U.S. Secretary of State Antony Blinken and Russia’s Foreign Minister Sergei Lavrov were expected to hold talks late on Wednesday amid a push to agree a presidential summit despite dire ties between the two countries.
The face-to-face talks between the former Cold War foes on the sidelines of a gathering of 8 foreign ministers in Reykjavik will be the highest level meeting since U.S. President Joe Biden took office in January.
Ties have been fraught since March when Biden said he believed Russian President Vladimir Putin was a “killer”, prompting Moscow to recall its U.S. ambassador for consultations. The envoy still hasn’t returned.
The United States then imposed sanctions and expelled Russian diplomats over “malign” activities which Moscow denied, prompting Russia to retaliate in kind.
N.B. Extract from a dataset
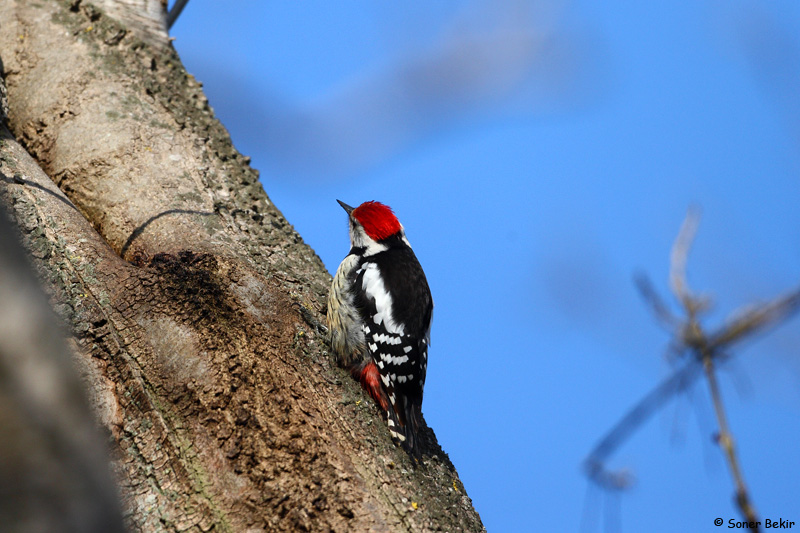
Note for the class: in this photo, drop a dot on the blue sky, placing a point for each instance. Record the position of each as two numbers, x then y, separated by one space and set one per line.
540 155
It later banned the U.S. embassy from hiring local staff.
Immediate gains from the talks between Lavrov and Blinken are likely to be modest, though they could pave the way for a Biden-Putin summit in June.
On Monday, Russia’s Kommersant newspaper quoted government sources touting Switzerland as the likeliest venue for the summit.
Lavrov and Blinken are set to meet on Wednesday night after the Arctic Council, a regional grouping of 8 nations, has finished meeting, U.S. State Department spokesman Ned Price said.